Banda Aceh — Sebanyak 36 mustahik dari berbagai kabupaten/kota di Aceh menerima bantuan kaki palsu dari Baitul Mal Aceh (BMA). Penyerahan sekaligus pemasangan kaki palsu tersebut berlangsung di Multazam 2 Rumah Sakit Umum Daerah dr. Zainoel Abidin (RSUDZA) Banda Aceh, Selasa (6/01/2026).
Kegiatan ini turut dihadiri oleh Ketua TP PKK Aceh, Marlina Muallem, Ketua Badan Baitul Mal Aceh, Tgk H Muhammad Yunus M Yusuf, SH, Plt Kepala Sekretariat Baitul Mal Aceh, Didi Setiadi, Plt Direktur RSUDZA, dr Hanif, serta tamu undangan lainnya.
Ketua Badan Baitul Mal Aceh, Tgk H Muhammad Yunus M Yusuf, SH atau yang akrab disapa Abon Yunus, dalam sambutannya menyampaikan bahwa program bantuan kaki palsu ini merupakan hasil kerja sama antara Baitul Mal Aceh dan RSUDZA yang telah berjalan sejak tahun 2024.
“Dana zakat yang dianggarkan untuk program bantuan kaki palsu ini sebesar Rp2 miliar. Adapun realisasi yang telah disalurkan saat ini mencapai Rp600 juta untuk 36 penerima,” ujar Abon Yunus.
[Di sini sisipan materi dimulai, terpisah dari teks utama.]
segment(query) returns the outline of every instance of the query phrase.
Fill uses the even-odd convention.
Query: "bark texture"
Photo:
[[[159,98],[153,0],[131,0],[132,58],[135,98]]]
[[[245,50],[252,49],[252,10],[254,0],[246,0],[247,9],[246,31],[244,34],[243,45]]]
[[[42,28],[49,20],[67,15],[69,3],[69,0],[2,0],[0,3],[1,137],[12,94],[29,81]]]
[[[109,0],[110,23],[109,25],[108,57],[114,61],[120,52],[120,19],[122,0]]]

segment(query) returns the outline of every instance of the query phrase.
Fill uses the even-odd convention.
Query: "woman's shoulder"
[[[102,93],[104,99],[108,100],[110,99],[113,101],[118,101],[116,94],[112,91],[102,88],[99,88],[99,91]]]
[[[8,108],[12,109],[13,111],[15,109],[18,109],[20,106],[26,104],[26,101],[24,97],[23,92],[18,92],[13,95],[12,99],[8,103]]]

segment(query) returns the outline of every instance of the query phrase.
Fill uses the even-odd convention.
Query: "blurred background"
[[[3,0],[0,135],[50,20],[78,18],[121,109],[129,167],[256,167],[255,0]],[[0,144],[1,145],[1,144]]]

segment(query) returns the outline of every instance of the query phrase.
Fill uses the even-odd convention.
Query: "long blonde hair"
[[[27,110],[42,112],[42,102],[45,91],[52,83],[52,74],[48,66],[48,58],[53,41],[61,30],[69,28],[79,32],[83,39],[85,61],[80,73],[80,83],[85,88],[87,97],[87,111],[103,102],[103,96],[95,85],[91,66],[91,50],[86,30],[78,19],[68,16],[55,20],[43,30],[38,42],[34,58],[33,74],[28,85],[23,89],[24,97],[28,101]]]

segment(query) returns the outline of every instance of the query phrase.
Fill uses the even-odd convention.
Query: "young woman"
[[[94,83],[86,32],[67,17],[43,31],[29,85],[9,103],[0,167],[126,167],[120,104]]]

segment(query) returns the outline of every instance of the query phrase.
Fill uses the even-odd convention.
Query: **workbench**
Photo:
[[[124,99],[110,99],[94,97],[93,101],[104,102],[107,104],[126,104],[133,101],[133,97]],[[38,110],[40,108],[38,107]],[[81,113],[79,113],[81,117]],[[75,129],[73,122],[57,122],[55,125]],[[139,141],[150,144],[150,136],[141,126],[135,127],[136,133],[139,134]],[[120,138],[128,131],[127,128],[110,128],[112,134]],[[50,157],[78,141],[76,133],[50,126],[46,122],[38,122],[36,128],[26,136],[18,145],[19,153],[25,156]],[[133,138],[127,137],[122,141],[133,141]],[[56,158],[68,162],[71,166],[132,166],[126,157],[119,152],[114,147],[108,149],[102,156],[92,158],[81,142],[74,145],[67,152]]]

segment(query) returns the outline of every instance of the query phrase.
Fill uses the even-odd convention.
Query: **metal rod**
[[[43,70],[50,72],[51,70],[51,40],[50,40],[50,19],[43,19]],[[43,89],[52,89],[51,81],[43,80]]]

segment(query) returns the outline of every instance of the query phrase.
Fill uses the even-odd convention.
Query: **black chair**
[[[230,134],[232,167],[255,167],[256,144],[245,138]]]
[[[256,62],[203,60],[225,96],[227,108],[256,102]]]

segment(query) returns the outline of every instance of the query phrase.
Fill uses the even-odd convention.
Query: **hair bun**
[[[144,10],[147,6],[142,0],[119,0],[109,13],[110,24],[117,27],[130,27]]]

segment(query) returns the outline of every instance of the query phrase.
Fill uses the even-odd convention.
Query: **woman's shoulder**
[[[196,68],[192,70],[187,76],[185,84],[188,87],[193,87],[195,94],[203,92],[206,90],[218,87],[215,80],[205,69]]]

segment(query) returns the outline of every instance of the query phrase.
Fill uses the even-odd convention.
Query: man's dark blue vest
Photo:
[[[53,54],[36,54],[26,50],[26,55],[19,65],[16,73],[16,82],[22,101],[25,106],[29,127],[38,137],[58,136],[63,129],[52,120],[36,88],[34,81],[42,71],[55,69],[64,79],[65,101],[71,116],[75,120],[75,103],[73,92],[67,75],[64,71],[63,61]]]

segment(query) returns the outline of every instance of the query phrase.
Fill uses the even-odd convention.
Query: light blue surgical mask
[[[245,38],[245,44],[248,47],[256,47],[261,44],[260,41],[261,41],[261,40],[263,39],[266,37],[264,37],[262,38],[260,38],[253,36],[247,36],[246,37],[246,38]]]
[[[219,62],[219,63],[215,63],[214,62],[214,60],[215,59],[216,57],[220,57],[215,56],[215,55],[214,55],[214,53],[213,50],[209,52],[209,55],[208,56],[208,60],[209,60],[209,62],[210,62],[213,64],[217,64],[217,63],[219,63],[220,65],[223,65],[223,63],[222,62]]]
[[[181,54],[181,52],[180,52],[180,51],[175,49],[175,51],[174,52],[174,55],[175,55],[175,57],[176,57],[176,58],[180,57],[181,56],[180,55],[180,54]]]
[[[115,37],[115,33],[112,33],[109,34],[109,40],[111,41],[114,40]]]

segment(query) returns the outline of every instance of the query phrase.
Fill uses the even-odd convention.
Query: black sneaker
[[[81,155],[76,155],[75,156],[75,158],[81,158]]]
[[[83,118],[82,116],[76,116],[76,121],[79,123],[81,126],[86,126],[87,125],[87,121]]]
Abon Yunus menambahkan, ke depan pihaknya akan berupaya agar anggaran yang telah dialokasikan dapat disalurkan secara maksimal, mengingat tingginya kebutuhan masyarakat terhadap alat bantu tersebut.
“Karena program ini sangat dibutuhkan oleh masyarakat, kami akan berusaha agar dana yang telah dianggarkan bisa tersalurkan sepenuhnya,” katanya.
Ia juga memberikan motivasi kepada para penerima bantuan agar tetap percaya diri dan tidak merasa minder.
“Saudara-saudara kami mungkin ditakdirkan dalam kondisi keterbatasan fisik, namun di mata Allah kita semua sama. Kami berharap bantuan ini tidak hanya meringankan beban, tetapi juga memberi harapan baru untuk menjalani kehidupan yang lebih baik,” tutur Abon Yunus.
Pada kesempatan tersebut, Abon Yunus turut menyampaikan apresiasi dan ucapan terima kasih kepada Ketua TP PKK Aceh dan jajaran yang telah memberikan dukungan terhadap kegiatan sosial tersebut.
“Insha Allah, Baitul Mal Aceh siap bekerja lebih baik dan lebih maksimal dengan dukungan TP PKK Aceh,” tambahnya.
Sementara itu, Plt Direktur RSUDZA, dr Hanif, menjelaskan bahwa program bantuan kaki palsu dari Baitul Mal Aceh telah berjalan sejak 2024 dengan penyaluran sebanyak 20 unit, dan pada tahun 2025–2026 bertambah menjadi 36 unit.
Menurutnya, jumlah kaki palsu yang dapat diproduksi RSUDZA saat ini masih belum mencukupi kebutuhan masyarakat Aceh, meskipun dukungan anggaran dari Baitul Mal Aceh tergolong besar.
“Kami baru mampu memproduksi sesuai dengan jumlah yang diserahkan hari ini. Ke depan, kami berharap kapasitas produksi bisa ditingkatkan, karena kebutuhan kaki palsu di Aceh cukup tinggi dan harganya relatif mahal,” ujar dr Hanif.
Ia menegaskan bahwa program bantuan kaki palsu ini sangat bermanfaat bagi masyarakat yang membutuhkan dan tidak mampu membeli secara mandiri.
Ketua TP PKK Aceh, Marlina Muallem, berharap ke depan jumlah penerima bantuan dapat ditingkatkan.
“Kami berharap Baitul Mal Aceh dapat menyiapkan anggaran yang lebih besar sehingga minimal 100 orang bisa mendapatkan bantuan kaki palsu,” katanya.
Salah seorang penerima bantuan, Pocut Zahara Phonna (40), mengaku bersyukur dan berterima kasih kepada Baitul Mal Aceh atas bantuan yang diterimanya.
“Bantuan ini sangat membantu aktivitas sehari-hari saya. Apalagi saya sudah menggunakan kaki palsu sejak 2017 dan memang membutuhkan penggantian yang baru,” ujarnya.
Ia pun mengaku bangga dan bersyukur atas perhatian yang diberikan.
“Terima kasih kepada Baitul Mal Aceh. Kami sangat senang dan bersyukur atas bantuan ini,” pungkas Pocut.